Binary leaking in h2_connection processes

Question

Binary leaking in h2_connection processes

jonasrichard opened this issue 7 years ago · comments

I use chatterbox as a dependency of the inaka/apns4erl project. After some hours of running of the application I faced with ever growing process sizes (process_info(pid, memory)). Did some investigation I found this:

process_info(pid(0,1238,0), binary).
{binary,[{139665827264464,60,1},
         {139665831210656,60,1},
         {139664600088128,60,1},
         {139665831140616,60,1},
         {139665831222376,60,1},
         {139664600244240,60,1},
         {139665827188416,60,1},
         {139664600522856,60,1},
         {139664605657712,60,1},
         {139664605954696,60,1},
         {139664605903872,60,1},
         {139664606052304,60,1},
         {139664600433752,60,1},
         {139664605649112,60,1},
         {139664531257216,60,1},
         {139665827110208,60,1},
         {139664605153864,60,1},
         {139665827411976,60,1},
         {139665827397160,60,1},
         {139665827115824,60,1},
         {139664605243344,60,1},
         {139664605133416,60,1},
         {139664605420536,60,1},
         {139664605405256,60,1},
         {139664637840368,60,...},
         {139664638044448,...},
         {...}|...]}
(myhost@my_ip)48> length(element(2, v(47))).
1851

Do you have a clue where this binary leak can occur?

Fred Hebert · Answer 1 · Wed Nov 01 2017 05:44:58 GMT+0800 (China Standard Time)

If you call for a manual garbage collection of the process, do these go away? If so the leak is probably fixable through well-placed hibernation calls more than anything else.

Richard Jonas · Answer 2 · Thu Nov 02 2017 00:10:41 GMT+0800 (China Standard Time)

I did a erlang:garbage_collect/0 but the binaries didn't go away.

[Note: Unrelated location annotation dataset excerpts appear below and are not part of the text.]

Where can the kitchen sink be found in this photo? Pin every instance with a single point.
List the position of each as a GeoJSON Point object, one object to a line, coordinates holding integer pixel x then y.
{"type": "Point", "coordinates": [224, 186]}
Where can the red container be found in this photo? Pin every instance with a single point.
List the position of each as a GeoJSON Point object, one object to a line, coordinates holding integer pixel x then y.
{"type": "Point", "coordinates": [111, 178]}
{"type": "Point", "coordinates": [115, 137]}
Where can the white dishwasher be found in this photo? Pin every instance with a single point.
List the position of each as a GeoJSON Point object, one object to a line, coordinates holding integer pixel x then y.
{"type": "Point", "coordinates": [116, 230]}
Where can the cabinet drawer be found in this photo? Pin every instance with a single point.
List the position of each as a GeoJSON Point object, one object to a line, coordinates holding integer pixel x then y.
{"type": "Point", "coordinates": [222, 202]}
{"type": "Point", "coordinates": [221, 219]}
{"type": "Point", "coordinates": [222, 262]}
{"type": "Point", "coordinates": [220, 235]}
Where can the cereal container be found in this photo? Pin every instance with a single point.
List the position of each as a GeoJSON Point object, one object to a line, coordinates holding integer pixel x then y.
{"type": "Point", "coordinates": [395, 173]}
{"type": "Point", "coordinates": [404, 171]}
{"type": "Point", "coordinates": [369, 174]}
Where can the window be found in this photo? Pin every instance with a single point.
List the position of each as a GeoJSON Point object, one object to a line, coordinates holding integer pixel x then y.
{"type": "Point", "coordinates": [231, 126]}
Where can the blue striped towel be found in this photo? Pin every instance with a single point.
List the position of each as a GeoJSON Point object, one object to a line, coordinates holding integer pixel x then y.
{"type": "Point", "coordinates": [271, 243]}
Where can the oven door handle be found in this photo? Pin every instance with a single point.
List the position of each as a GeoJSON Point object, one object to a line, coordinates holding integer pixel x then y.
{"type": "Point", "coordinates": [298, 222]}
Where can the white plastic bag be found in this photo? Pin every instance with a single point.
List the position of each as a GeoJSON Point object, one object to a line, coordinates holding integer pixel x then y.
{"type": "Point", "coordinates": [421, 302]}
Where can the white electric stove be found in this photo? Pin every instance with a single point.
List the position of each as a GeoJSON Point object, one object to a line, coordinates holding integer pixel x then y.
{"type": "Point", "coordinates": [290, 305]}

I don't know the process structure of chatterbox, but I think there are two processes pass the binaries, and after some matching one process hold refc binaries. It is hard to find when those binaries remain, because there were at least 50,000 http2 requests were sent (so much more than the number of refc binaries). I think it happens only in edge cases.
I didn't use chatterbox directly but apns4erl.
https://github.com/inaka/apns4erl
Tomorrow I will check if other processes has something similar. Do you think in a crashdump I can see those binaries? Or the GC during crashdump will eliminate them?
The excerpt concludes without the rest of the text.